Dana recalls how public spaces were neglected when the political system collapsed and the country was disassembled - allowing ‘nature to take over the city and its architecture ’.

"I think that our desire for beauty is a reminder that we are part of a bigger picture."

“It was as if the environment started making its own way. Things that were falling apart were re-territorialized by nature. It’s when I started thinking about the idea of architecture as entanglement – in which society, waste and nature are unified through design.”

“I see architecture as an ecological device that is attuned to its environment. Understanding the connection between the biomass of a building in relationship to its aesthetics and playfulness is what I’m really fascinated with.”

That fascination has served Dana well. Also a Track Chair for the Architecture School’s Master of Science in Sustainable Design program, her research has been supported by a number of prestigious grants including the Architectural League of NY, the AIA Urban and Regional Solution Grant, and CMU's Manufacturing Futures Grant.
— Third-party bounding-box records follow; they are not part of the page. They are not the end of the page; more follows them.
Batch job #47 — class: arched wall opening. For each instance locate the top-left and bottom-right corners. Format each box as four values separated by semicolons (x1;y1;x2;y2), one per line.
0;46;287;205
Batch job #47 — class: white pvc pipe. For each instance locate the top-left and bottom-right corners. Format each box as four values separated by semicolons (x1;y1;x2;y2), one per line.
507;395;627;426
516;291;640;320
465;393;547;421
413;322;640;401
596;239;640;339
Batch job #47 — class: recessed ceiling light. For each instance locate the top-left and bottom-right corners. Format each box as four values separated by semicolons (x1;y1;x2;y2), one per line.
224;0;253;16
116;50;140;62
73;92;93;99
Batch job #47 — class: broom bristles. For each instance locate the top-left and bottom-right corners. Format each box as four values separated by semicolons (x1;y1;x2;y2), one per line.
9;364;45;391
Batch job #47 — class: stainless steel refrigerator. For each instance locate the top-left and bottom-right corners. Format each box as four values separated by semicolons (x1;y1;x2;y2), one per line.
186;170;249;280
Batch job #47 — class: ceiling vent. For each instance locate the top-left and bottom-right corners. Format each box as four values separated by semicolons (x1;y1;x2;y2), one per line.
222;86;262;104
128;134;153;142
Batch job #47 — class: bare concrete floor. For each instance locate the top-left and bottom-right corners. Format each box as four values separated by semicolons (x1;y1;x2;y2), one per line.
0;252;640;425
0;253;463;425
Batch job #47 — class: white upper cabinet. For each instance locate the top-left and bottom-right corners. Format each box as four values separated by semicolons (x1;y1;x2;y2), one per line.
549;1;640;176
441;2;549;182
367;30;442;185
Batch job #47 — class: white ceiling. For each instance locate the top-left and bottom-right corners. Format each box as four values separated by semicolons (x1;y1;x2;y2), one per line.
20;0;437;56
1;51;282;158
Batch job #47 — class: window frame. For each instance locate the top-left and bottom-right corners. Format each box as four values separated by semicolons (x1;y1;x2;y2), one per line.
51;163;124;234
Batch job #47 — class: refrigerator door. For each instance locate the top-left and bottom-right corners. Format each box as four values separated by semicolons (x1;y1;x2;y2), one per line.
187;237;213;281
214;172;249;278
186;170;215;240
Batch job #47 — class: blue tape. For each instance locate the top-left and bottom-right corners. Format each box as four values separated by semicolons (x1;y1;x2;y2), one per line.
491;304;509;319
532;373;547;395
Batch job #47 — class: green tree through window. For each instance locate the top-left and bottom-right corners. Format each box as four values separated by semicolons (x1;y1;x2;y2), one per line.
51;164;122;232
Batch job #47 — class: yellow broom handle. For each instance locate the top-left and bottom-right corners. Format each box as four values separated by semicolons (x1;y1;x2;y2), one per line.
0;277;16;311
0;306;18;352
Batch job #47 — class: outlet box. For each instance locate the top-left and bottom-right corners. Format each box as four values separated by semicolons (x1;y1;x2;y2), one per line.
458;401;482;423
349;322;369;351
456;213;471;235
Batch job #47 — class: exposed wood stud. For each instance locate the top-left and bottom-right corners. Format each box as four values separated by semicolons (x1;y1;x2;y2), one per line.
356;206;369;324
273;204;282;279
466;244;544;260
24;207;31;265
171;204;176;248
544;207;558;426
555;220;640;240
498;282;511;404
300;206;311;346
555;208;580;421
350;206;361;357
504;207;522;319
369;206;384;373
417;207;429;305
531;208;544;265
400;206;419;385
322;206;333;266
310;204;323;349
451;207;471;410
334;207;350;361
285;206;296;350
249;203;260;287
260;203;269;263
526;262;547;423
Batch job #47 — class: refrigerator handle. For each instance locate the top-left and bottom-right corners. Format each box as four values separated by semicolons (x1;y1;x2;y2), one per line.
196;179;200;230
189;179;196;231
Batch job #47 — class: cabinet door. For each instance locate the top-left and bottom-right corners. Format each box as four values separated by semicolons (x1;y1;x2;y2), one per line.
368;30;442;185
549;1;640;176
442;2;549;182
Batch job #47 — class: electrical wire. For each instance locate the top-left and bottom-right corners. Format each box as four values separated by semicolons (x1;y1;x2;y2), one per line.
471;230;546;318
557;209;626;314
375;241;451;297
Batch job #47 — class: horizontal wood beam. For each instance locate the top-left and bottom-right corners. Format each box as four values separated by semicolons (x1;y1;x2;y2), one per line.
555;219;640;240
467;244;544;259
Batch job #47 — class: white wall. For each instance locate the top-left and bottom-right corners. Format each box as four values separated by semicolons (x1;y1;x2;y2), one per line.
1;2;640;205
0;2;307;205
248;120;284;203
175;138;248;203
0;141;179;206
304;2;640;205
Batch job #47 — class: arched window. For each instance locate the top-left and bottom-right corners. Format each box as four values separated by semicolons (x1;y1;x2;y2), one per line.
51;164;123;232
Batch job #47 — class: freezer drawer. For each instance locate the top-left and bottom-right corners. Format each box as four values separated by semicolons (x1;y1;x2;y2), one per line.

The mother-of-two’s design work has been published internationally in venues such as Dwell, The Architectural Review, Green Building and Design, and the International Journal of Architectural Computing.

Having lived, worked and studied across four continents and travelled to even more, Dana’s work can be found throughout Europe, Southeast Asia and the United States. Standout projects include a residential house with a thermal mass wall that serves as both a sculpture and a sustainable architectural solution, and a speculative project in Eastern Europe focused on an adaptive reuse strategy that blurs the boundary between a housing block and its surrounding landscape.

Gallery

Despite what her long list of achievements may imply Dana is no stranger to struggle, having lost her husband, and EPIPHYTE Lab co-founder, who was a ‘kindred spirit and intellectual partner’ in 2013.

But the industry thought-leader has managed to always follow her heart.

“I’m very impulsive. I used to think it was a bad thing, but not anymore. There was a naive daringness that I had when I was growing up - I was so interested in things I would just walk in and ask very naive questions.

“We perceive the environment intuitively. To establish connections between intuition and research - it takes a certain level of curiosity. The inability to comprehend our environment is what affects us - so a lot of what I do is try to visualize the invisible.”

“My work is driven by process more than product” Dana’s work is inherently interdisciplinary in its ability to connect different territories. In her eyes, architecture is ‘applied ecology’.

“I think that our desire for beauty is a reminder that we are part of a bigger picture.”